A recent decision by the United States Bankruptcy Court for the District of Alaska (In Re: Thomas Mortensen, Case No. A09-00565-DMD) is clearly worth reading — for a discussion of fraudulent conveyances, Alaska asset protection trusts, applicable statutes of limitations, and a variety of other asset protection topics.  I will likely comment on this recent case in several different posts, but here is a quick initial summary.

U.S. Bankruptcy Judge Donald MacDonald IV held that a transfer by Thomas Mortensen of real estate into an Alaska asset protection trust was a fraudulent conveyance.  The Judge found that there was persuasive evidence of an intent to hinder, delay and defraud present and future creditors. The Bankruptcy Judge voided the transfer of real estate to the trust as a fraudulent conveyance.

There are numerous lessons to be taken from this court decision and here are just two of them —

  • Transferring assets when you are insolvent is likely to constitute a fraudulent conveyance.  While Mortensen was found to be solvent at the time of the real estate transfer, his own testimony from a child support action was used against him in the bankruptcy proceeding.
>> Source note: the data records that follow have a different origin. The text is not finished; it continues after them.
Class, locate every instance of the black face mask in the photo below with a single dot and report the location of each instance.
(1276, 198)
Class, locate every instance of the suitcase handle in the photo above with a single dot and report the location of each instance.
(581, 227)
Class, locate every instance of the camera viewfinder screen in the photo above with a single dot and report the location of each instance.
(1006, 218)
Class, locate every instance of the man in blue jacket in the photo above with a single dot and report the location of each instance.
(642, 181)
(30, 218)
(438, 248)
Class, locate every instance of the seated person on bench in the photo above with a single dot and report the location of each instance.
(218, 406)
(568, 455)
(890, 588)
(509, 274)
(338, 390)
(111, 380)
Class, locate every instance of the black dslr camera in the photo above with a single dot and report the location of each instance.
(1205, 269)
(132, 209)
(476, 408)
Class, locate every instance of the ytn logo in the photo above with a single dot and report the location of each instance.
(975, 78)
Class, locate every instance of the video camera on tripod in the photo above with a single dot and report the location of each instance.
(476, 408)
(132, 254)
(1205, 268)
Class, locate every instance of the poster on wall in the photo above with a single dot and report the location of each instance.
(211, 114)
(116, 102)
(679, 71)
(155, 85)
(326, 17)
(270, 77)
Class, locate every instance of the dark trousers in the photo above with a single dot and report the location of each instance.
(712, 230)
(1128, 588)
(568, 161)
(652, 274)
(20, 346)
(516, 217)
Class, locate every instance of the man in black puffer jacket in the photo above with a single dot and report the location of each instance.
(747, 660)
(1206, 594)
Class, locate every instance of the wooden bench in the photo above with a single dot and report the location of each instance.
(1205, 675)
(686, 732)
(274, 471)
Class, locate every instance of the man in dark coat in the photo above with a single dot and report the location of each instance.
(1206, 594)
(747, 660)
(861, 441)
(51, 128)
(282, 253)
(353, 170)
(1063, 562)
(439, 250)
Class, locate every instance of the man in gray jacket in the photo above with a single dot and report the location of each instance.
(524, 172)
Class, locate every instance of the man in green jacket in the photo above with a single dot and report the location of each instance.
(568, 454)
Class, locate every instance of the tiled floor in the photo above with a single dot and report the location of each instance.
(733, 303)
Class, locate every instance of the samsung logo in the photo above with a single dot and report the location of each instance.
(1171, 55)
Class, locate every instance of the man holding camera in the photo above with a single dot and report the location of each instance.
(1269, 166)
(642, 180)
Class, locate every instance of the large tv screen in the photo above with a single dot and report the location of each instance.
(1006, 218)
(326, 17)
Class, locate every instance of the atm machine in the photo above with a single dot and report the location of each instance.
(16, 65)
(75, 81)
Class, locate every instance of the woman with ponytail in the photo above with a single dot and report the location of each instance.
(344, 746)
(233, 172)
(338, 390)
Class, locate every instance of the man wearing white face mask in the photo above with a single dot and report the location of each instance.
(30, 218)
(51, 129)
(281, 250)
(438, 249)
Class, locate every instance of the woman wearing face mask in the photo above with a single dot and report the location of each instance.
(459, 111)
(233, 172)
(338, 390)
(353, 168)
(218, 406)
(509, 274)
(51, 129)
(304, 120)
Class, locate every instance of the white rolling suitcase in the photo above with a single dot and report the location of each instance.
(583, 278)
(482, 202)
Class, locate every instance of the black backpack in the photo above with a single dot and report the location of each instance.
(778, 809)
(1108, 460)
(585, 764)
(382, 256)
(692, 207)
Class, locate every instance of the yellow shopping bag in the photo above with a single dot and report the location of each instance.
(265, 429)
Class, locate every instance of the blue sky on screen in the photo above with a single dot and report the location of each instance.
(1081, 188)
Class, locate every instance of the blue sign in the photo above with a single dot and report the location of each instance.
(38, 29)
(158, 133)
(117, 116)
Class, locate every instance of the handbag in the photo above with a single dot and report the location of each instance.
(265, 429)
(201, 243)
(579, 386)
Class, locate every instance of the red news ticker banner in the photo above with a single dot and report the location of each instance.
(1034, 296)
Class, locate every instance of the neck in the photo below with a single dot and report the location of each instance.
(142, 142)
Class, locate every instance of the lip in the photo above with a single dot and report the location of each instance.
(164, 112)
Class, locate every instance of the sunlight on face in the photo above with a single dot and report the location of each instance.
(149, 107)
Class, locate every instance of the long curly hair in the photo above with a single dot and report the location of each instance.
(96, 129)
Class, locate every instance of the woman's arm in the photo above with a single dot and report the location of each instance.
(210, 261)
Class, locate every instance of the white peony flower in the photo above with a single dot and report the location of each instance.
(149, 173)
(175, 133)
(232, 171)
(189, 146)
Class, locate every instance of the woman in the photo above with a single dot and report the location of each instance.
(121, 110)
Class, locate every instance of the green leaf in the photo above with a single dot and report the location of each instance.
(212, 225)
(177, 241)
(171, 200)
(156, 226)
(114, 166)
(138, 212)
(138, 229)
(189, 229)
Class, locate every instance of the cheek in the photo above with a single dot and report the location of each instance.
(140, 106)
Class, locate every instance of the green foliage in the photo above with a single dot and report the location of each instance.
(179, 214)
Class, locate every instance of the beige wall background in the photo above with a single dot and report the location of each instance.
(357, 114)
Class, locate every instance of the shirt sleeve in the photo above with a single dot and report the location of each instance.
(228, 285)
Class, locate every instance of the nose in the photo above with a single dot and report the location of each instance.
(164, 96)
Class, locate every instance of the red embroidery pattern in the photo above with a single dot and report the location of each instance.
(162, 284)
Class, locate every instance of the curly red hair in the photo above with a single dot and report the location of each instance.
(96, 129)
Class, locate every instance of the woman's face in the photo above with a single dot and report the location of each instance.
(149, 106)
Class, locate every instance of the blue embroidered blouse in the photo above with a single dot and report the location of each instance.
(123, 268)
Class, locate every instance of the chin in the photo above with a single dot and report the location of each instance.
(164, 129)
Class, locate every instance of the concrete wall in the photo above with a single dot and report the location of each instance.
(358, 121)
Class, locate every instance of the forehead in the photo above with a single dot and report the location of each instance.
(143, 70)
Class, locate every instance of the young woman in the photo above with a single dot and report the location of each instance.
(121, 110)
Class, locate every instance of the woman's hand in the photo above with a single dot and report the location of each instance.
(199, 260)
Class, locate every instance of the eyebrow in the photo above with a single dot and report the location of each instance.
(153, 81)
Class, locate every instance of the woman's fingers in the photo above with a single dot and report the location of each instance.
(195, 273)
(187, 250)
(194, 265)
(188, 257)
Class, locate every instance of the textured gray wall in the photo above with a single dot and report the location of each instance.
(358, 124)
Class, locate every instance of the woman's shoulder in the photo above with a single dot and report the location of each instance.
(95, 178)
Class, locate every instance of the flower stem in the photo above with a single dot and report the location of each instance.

In a child support proceeding against his ex-wife, Mortensen took the position that his divorce had thrown him into heavy debt.  This is simply a reminder that whatever you say in one court case can obviously be used against you in another!
  • Think carefully about choosing the trustee of a trust.  Mortensen named his brother and a personal friend as trustees of his Alaska asset protection trust, and named his mother as a "trust protector."  All of these individuals were named as defendants by the Chapter 7 Bankruptcy Trustee in his adversary action against Mortensen.  While it is perfectly appropriate in many instances to name family members as trustees or trust protectors, you need to consider that these individuals can sometimes be dragged into litigation.

Many court decisions are difficult to read, but the Mortensen case is fairly easy to follow.  It is useful reading for anyone interested in some of the more technical aspects of fraudulent conveyances and other asset protection issues.